I'll refer you to the obituary for the details of his advocacy work--the organizations, committees, support groups, newsletters, conferences etc.

It was in his capacity as organizer and moderator of a support group for depression and anxiety sufferers that I met him in the late 90s and learned to admire him and care for him and Marcia as deeply as any of my grandparents.  For nearly a year of the several that I attended that weekly group he and Marcia picked me up and delivered me back home.  Both to take that burden off my parents and to encourage me to participate more openly with the group as it was his insight that their presence was inhibiting me.

It was Bernie's words early in my attendance of the group that lifted the burden of shame I'd carried for decades over this dark nemesis that had plagued me since my pre-teens.  He called it a disease that, like diabetes, was a chemical imbalance that left untreated was likely to be fatal.  Those words probably saved my life.

He also said that, in spite of popular opinion, depression was no more of a character flaw than diabetes or a broken leg.  Because of this I was eventually able to seek professional help.  One of my regrets now is that I never got around to contacting Bernie last year to let him know that I'd finally gotten the definitive diagnosis that had so eluded the many professionals I'd encountered over five decades--high functioning autism aka Aspberger's Syndrome.

At the time I bid farewell to the group when my husband got the Silicon Valley job in 1999, Bernie expressed his pleasure and pride in me for how far I'd come since the beginning.  A few weeks before that he'd demonstrated his belief and confidence in me by turning the duties of moderator over to me for one of the rare occasions he could not attend.  That contributed significantly to a sense of personal competence that carried me through the month that I had to live alone to pack up and close down our house while Ed was in California starting his new job and preparing for my arrival.  Something I could not have come close to accomplishing three years earlier.

Bernie was also the first--and still only--editor to accept and publish one of my poems.  He was for some years the editor of a special senior citizen newsletter insert for the Longview Daily News and the poem he published was one I'd written to honor my parents fortieth wedding anniversary.  Talk about a morale boost!

Bernie's motive for his vigorous advocacy was the impact of mental illness in his own family so it is a sad irony that his death was the result of injuries sustained at the hands of his own son, who has since been deemed not competent to stand trial due to mental illness.
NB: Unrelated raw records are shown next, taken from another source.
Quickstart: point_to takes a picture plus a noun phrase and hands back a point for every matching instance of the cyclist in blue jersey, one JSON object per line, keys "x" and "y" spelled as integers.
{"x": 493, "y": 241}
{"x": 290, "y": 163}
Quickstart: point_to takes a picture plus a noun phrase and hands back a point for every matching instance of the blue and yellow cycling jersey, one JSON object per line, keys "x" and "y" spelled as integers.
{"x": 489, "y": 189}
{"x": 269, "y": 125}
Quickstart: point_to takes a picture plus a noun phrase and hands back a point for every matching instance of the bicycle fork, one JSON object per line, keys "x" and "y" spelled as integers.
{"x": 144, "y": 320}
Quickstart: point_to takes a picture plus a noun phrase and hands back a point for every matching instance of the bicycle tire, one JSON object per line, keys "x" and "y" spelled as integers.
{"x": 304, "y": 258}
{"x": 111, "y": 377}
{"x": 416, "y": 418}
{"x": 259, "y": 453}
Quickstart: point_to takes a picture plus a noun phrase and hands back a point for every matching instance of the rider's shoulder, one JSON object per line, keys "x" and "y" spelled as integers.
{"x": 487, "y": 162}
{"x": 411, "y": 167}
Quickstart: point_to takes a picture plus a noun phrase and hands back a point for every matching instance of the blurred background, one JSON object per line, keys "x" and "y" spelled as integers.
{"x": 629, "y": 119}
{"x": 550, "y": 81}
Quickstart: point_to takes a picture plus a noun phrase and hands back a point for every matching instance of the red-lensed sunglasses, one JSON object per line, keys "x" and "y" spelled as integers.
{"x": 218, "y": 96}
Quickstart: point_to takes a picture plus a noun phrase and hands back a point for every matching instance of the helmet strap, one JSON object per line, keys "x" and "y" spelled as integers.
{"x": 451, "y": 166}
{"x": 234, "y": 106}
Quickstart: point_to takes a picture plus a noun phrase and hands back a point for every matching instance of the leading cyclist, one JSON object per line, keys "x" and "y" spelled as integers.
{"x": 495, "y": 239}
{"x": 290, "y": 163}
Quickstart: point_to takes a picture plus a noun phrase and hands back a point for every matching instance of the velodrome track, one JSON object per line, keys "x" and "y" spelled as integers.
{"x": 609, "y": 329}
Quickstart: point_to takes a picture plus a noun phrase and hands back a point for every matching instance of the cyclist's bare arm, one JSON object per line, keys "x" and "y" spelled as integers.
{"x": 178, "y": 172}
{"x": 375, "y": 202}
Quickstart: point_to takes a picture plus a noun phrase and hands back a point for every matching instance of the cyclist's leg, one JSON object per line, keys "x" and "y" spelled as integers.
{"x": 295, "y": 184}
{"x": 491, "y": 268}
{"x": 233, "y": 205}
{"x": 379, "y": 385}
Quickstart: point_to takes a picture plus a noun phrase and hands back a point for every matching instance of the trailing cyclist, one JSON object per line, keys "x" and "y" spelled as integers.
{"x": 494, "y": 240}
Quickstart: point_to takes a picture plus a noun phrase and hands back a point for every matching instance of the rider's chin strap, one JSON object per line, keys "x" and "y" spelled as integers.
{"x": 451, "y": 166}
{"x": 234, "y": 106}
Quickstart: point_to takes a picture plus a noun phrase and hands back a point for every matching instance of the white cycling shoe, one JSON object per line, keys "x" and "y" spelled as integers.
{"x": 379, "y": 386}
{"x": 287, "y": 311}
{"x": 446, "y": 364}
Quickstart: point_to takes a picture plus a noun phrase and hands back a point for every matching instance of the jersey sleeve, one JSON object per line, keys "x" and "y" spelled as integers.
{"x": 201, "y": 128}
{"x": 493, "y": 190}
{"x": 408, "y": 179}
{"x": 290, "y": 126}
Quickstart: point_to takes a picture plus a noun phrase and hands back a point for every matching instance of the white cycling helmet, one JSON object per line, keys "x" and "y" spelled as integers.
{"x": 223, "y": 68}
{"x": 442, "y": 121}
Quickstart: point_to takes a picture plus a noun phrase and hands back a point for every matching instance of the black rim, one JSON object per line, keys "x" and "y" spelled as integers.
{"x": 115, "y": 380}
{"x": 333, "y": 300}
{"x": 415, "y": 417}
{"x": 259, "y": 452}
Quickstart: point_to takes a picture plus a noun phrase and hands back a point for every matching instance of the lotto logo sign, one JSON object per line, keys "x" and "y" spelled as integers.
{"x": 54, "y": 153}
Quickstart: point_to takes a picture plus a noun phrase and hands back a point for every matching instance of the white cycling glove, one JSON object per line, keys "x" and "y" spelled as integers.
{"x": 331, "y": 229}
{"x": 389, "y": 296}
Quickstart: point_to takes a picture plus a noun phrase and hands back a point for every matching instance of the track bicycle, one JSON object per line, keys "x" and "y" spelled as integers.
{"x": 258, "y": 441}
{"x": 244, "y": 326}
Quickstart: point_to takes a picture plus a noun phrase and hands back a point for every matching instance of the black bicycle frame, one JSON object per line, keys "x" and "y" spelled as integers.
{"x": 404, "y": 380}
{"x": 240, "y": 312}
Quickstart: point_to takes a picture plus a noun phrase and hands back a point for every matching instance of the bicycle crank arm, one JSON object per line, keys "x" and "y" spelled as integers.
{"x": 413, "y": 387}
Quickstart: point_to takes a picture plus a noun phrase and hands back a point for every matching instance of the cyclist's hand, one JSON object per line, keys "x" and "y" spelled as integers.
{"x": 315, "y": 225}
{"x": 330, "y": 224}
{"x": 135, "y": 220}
I know that Bernie's love for his children was steadfast and that for his son would not have been diminished one iota over this but I also know that he believed that in cases where someone was an imminent danger to self or others they needed to be committed to treatment and if necessary confined and medicated even against their will. He advocated for a better responsiveness from the system to information provided by family and others who know the ill individuals and who are in a position to know when there is a dire need to intervene.  In this case the sluggishness of the system failed the community as well as the Altman family--the son as much as his parents and sister.